Individual cases not taken into account
I have every sympathy with Michael Jaques falling foul of new council tax policies (‘My fixer-up house fell foul of council tax rules’, LP March 26).
My household suffered similar problems when these type of changes were introduced five years ago.
He is, at best, the victim of unintended consequences.
These policies make no provision for individual circumstances.
That these policies are often rubber-stamped without proper scrutiny was brought home to me when I contacted individual councillors concerning my then problem.
Only three out of 10 contacted, responded.
None of these even knew the policy they had presumably signed up for.
The one brilliant exception was the now ex-councillor, Elizabeth Atkins.
She tenaciously fought our corner, although it took a further 18 months to arrive at a successful conclusion.
Ironically, there was provision within these new rules that both staff and councillors appeared to be unaware of.
Strapped for cash as local councils are, people like Michael should not
be expected to bail them
He is bringing back into use much needed housing. How many years have the old court house, police station and post office stood empty?
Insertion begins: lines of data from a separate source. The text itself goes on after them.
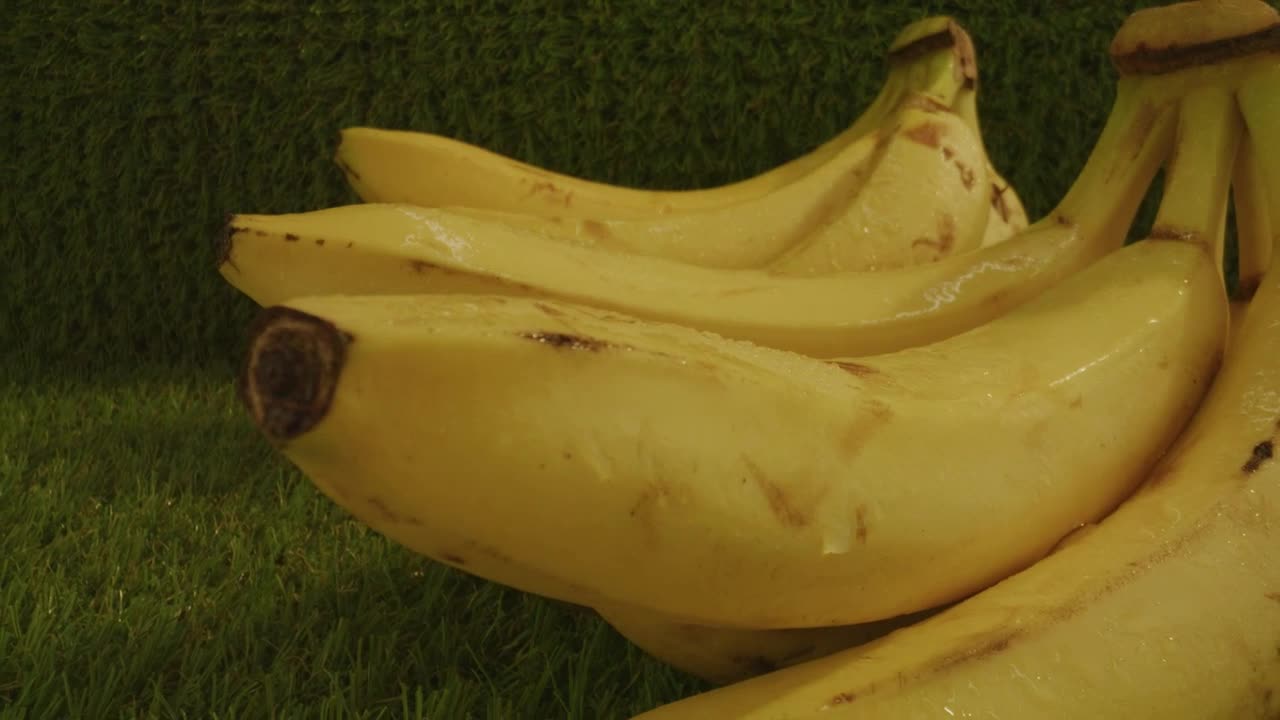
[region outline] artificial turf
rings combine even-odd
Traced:
[[[842,129],[903,25],[973,34],[1033,217],[1135,3],[21,0],[0,37],[0,718],[623,718],[704,687],[365,530],[253,431],[228,212],[354,201],[347,125],[650,187]],[[1150,203],[1147,215],[1149,216]]]

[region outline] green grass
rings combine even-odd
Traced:
[[[372,534],[260,440],[231,394],[254,308],[212,266],[224,214],[353,201],[330,161],[352,124],[624,184],[745,177],[842,129],[893,35],[946,12],[1036,216],[1109,109],[1111,34],[1152,4],[20,0],[0,718],[622,718],[697,691],[590,614]]]

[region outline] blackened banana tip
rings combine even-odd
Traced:
[[[329,413],[352,336],[290,307],[262,310],[249,330],[240,401],[269,440],[282,444]]]

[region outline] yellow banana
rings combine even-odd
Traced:
[[[1249,191],[1274,213],[1280,64],[1240,98],[1270,166]],[[1236,307],[1248,309],[1190,426],[1087,534],[882,640],[636,720],[1280,716],[1280,269]]]
[[[889,46],[889,72],[863,114],[816,149],[752,178],[716,188],[655,191],[570,177],[429,133],[342,131],[335,160],[367,202],[456,205],[534,216],[645,219],[757,199],[830,161],[878,127],[904,93],[950,102],[977,76],[968,33],[949,17],[907,25]],[[939,70],[945,72],[939,72]]]
[[[1110,510],[1199,401],[1227,329],[1229,93],[1177,108],[1153,238],[1186,242],[948,340],[823,362],[532,298],[313,296],[264,311],[246,405],[378,532],[495,549],[464,567],[530,592],[742,628],[951,602]]]
[[[1118,65],[1141,53],[1113,46]],[[1177,98],[1258,57],[1122,76],[1053,212],[1005,242],[924,265],[817,277],[712,270],[566,246],[445,209],[362,204],[234,216],[219,271],[263,305],[325,293],[554,297],[817,357],[892,352],[998,318],[1123,245],[1167,155]]]
[[[811,165],[798,160],[791,164],[795,167],[779,169],[777,173],[794,177],[767,192],[715,206],[614,213],[600,203],[582,200],[573,190],[563,190],[561,201],[547,203],[550,196],[514,193],[496,178],[487,183],[486,194],[467,191],[465,200],[449,203],[445,200],[452,194],[442,198],[432,191],[440,187],[439,180],[414,182],[404,174],[455,178],[468,174],[459,165],[472,168],[474,174],[474,164],[424,165],[412,153],[371,153],[369,147],[389,136],[363,137],[369,132],[362,131],[355,131],[355,142],[345,154],[340,149],[339,155],[345,158],[344,167],[360,168],[356,174],[363,184],[357,184],[357,189],[366,184],[383,189],[362,190],[366,201],[462,205],[449,210],[576,245],[708,268],[767,265],[779,274],[873,270],[929,262],[976,248],[989,235],[995,180],[988,176],[989,161],[976,117],[949,111],[953,103],[962,101],[972,107],[976,102],[976,61],[968,35],[949,18],[931,18],[908,27],[890,57],[899,62],[886,83],[895,90],[886,93],[896,92],[896,98],[873,103],[864,115],[866,122],[855,123],[856,137],[845,133],[835,146],[824,146],[809,156],[821,157],[821,162]],[[420,145],[438,145],[440,140],[425,134],[409,137],[420,140]],[[455,153],[455,159],[463,156]],[[476,153],[465,156],[474,158]],[[791,172],[800,166],[804,172]],[[524,184],[530,187],[554,184],[526,175]],[[463,188],[478,184],[458,183]],[[597,191],[589,197],[605,192],[592,187]],[[611,192],[616,198],[637,191],[613,188]],[[705,192],[727,191],[695,191]],[[664,195],[670,194],[688,193]],[[530,203],[536,205],[532,211],[517,211]],[[1006,203],[1006,210],[1009,206]],[[1013,225],[1018,223],[1017,217],[1011,220]],[[990,232],[1007,237],[1008,224],[997,223]]]
[[[953,108],[981,138],[975,99],[973,88],[966,87]],[[1026,212],[1017,193],[1008,191],[1008,183],[993,168],[988,166],[987,172],[992,177],[993,194],[984,246],[1002,242],[1027,225]],[[1232,318],[1235,317],[1233,312]],[[630,606],[596,610],[614,630],[650,656],[716,684],[738,682],[825,657],[870,642],[937,612],[927,610],[856,625],[750,630],[682,623]]]
[[[581,248],[709,269],[813,274],[898,267],[981,243],[991,192],[982,151],[947,104],[907,93],[881,127],[751,200],[640,219],[447,210],[467,223],[500,222]],[[447,218],[438,222],[449,228]]]

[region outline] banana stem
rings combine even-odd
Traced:
[[[1257,163],[1261,187],[1256,188],[1258,196],[1265,199],[1268,215],[1276,218],[1280,215],[1280,64],[1272,61],[1250,76],[1236,94],[1248,128],[1249,141],[1253,146],[1253,160]],[[1280,247],[1280,232],[1275,225],[1271,227],[1271,257],[1275,257]],[[1249,238],[1242,236],[1241,240]],[[1262,238],[1254,238],[1262,241]],[[1258,249],[1241,248],[1241,256],[1261,252]],[[1256,257],[1256,255],[1253,255]]]
[[[1204,245],[1213,253],[1220,275],[1231,176],[1242,129],[1229,86],[1202,86],[1183,97],[1164,194],[1148,236]]]
[[[1084,235],[1105,238],[1100,243],[1119,246],[1168,152],[1175,99],[1164,83],[1120,78],[1111,113],[1075,182],[1036,224],[1074,224]]]
[[[1253,297],[1271,264],[1271,208],[1267,205],[1257,152],[1251,134],[1244,133],[1236,153],[1235,174],[1231,178],[1231,195],[1236,211],[1235,297],[1241,301]]]

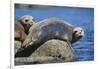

From everyone at CAFOD, we want to say a massive thank you to everyone in Lancashire who fundraised over £50,000, fasted and stood in solidarity with communities around the world this Lent.
Thanks to the efforts of local community groups, and the UK Government – which will match every pound donated up to £5m until May 12 – we will be able to help communities fight malnutrition.
Local fundraising has helped to ensure that an estimated 245,000 people in Zimbabwe, Zambia, and Eritrea can grow a better future by having access to safe water, the seeds to plant vegetable gardens and knowledge to make sure the whole community has good nutrition and hygiene practices. The next time the rains are late, families will be able to cope because they now have access to drought-resistant crops.
None of this would be possible without the local action in Lancashire. Together, we have shown we are serious about tackling poverty and injustice so everyone can reach their full potential.
Community Participation Coordinator, CAFOD Lancaster Volunteer Centre
Missing letter T
I heartily agree with M Whitehead’s letter (LP Letters, March 20). Yes! The letter T is disappearing.
Quite well-known personalities on radio and TV are guilty of omi*ing the T.
It doesn’t seem to ma**er if the person has had the opportuni*y to attend universi*y.
I pity anyone from foreign parts wanting to learn the English language, only to find that things here are pronounced quite differently.
And don’t get me going about using the letter “F” instead of “TH” as in firty-free (33). If they start a sentence with the words “I fought.....” have they been thinking or have they been in a fight?
Mrs P Wren
Let’s consider something new
Criminalising drugs does nothing more than force the production, quality control and profits into the hands of organised crime. It doesn’t stop people wanting them, or people supplying them.
There is no price control.
Essentially the outcome is further criminality to feed the habit.
At least with cigarettes and alcohol, the vast majority is taxed, therefore providing funds to the NHS and police service to tackle any follow-on problems.
We’ve had a war on drugs for as long as anyone cares to remember. It isn’t working, we’re losing the battle every day. Why not consider something new?
Ted Phil Turner
Well worth a visit to see art
The painting of the beach at Deauville by Eugene Boudin, at Harris Art Gallery, is well worth a visit.
Boudin inspired Monet’s impressionism.
There is paper on a table to encourage you to write poetry.
I thought perhaps this might spoil the pleasure of just viewing his painting, but it does make you look more closely at Boudin’s painting and appreciate the smaller details – the sandy impressions, the seascape, the story unfolding to lose ourselves in the painting – and to tell the story in words.